O descalço da terra sob os pés amacia a passada. Gira, gira,
cai no calor do entardecer, suado rodopiante, sozinho. Escorrega bastante,
entregue ao tombo, ainda quente, como se tivesse acabado de nascer. Cai de
maduro com mel na casca escorrendo devagar, suando os olhos dos outros, colando
de leve na pele de quem por ele passar. O perfume de fruta, o olhar de fruta, o
peso de fruta, sabor de ninguém. Só dele, só ele se sabe.

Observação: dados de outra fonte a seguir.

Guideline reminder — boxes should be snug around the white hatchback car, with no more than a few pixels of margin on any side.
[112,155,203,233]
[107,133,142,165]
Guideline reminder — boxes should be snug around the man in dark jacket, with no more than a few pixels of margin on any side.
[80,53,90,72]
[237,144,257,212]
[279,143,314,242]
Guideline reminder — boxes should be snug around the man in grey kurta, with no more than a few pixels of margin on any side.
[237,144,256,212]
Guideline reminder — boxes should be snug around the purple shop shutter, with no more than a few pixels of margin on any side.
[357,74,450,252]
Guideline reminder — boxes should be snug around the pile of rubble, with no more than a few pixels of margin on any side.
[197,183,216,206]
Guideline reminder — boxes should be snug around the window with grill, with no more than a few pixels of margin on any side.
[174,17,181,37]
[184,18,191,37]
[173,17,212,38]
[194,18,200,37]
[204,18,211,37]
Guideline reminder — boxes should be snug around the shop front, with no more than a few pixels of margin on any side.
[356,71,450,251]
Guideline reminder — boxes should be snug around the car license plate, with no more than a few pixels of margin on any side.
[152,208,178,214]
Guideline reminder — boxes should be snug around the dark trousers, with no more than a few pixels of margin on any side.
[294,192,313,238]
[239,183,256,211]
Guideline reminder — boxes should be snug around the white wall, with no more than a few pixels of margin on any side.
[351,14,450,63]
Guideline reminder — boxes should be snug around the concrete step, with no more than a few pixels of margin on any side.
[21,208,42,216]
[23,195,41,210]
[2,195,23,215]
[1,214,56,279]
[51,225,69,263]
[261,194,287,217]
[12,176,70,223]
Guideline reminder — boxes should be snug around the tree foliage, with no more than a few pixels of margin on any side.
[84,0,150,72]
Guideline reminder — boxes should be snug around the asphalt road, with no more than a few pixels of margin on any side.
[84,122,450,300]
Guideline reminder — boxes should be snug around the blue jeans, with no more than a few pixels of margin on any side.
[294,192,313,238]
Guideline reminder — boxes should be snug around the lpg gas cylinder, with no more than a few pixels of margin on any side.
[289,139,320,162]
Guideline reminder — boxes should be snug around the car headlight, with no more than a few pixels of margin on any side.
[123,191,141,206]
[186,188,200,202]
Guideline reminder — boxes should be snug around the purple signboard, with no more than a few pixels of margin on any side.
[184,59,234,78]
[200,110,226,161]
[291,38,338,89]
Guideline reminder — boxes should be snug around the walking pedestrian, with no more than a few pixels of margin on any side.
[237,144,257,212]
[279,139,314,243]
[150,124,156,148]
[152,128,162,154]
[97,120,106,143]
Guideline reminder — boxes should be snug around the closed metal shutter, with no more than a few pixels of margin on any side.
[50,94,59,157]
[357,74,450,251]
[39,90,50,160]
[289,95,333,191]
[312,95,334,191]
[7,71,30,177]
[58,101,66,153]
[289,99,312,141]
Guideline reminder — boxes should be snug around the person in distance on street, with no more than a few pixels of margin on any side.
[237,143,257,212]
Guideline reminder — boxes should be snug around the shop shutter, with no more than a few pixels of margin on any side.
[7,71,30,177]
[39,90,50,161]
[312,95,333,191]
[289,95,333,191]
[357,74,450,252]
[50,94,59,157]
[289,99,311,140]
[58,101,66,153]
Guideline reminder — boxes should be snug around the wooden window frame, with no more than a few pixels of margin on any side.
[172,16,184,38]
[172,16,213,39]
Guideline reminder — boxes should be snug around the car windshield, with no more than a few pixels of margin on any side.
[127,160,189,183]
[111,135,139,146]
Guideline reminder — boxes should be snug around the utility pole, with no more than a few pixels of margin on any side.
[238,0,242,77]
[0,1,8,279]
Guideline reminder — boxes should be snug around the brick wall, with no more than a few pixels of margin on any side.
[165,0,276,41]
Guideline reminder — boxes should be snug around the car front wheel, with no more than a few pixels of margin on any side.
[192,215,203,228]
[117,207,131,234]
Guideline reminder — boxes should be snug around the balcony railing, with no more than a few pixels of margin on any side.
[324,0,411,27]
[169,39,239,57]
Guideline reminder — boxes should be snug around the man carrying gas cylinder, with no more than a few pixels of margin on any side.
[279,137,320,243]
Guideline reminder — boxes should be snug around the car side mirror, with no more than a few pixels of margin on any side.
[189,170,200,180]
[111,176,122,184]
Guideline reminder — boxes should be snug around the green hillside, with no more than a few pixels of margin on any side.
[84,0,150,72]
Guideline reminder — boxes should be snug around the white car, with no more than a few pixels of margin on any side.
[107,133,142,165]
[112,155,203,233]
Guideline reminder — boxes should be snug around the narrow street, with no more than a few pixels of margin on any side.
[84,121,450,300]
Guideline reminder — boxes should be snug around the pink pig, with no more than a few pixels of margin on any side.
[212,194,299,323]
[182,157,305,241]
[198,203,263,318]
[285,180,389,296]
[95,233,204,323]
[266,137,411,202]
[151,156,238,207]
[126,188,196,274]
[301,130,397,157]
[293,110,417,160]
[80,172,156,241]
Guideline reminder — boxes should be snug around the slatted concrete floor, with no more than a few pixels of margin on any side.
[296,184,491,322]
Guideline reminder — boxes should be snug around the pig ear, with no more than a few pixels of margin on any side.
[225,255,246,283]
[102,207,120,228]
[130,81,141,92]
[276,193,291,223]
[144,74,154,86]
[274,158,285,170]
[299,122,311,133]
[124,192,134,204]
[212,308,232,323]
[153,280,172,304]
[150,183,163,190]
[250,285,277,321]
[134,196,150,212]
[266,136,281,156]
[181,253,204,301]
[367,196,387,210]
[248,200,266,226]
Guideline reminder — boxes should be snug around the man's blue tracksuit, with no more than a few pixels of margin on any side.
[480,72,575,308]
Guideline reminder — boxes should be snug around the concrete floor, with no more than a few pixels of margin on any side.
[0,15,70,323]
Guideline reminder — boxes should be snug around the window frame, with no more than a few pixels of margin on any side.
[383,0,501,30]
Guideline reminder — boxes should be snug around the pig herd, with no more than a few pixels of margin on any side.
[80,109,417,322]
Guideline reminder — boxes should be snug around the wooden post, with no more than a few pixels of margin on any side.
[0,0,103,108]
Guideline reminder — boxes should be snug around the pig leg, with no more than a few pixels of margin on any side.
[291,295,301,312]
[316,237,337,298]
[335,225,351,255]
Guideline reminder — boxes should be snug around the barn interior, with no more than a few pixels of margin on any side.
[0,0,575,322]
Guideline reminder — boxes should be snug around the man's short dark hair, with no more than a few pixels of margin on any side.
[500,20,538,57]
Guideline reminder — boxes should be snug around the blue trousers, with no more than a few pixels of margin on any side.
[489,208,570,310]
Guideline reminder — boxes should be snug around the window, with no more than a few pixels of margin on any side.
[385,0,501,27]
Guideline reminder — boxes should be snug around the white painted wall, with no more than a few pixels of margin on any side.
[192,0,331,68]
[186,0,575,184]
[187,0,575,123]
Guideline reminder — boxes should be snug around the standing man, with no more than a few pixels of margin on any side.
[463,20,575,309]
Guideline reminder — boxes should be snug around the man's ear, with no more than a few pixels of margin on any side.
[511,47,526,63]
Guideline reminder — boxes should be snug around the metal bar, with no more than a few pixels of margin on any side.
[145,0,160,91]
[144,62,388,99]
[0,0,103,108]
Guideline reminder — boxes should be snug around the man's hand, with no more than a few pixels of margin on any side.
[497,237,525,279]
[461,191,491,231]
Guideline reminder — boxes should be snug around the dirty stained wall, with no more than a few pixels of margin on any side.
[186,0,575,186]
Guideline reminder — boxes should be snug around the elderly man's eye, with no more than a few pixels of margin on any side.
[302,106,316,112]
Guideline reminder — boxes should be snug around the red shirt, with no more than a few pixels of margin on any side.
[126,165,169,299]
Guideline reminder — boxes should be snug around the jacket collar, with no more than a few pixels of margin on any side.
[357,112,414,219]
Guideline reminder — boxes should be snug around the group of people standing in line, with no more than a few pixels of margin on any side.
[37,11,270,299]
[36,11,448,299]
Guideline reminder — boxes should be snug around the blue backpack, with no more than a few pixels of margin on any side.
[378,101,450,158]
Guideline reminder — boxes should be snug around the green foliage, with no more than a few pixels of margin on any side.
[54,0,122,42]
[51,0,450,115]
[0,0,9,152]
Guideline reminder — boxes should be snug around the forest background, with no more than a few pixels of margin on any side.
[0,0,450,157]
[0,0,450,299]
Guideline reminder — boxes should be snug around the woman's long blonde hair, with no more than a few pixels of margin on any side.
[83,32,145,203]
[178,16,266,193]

Não é festa, é agonia. Queima por dentro e por fora num azeite-desejo sem fim
–cheirando a cara toda. O vizinho olha pela fresta da janela e se arrepia. Sua
boca abre até a goela fazer bico. Nada sai, nada entra, fica lá olhando o outro
semeando.
Queria um dia pegar um vagalume com as mãos e manter sua luz
acesa dentro da mais profunda penumbra. Desejo de criança e de adulto, de velho
também, esse de manter alguma luz. Nada do calor passar, nem a noite esfria. Pra
dormir é mais de um banho. Tem que toda hora se molhar. A pele tá boa, forte,
aprendeu a lidar com o olho do sol. Não descasa, só muda de pele quando precisa
sumir.
A casa é pequena, de longe não dá pra ver. Está rodeada de
bananeiras, uma cerca de madeira capengando no arame banguela, uma mexeriqueira
seca, o que mais couber na vista de desocupado. Ascende a luz alaranjada pra
não esbarrar nas coisas que nem tem. Toma cuidado porque não há mais do que
cuidar. O que cuidar. O dia passa junto da noite, começam e encerram juntos.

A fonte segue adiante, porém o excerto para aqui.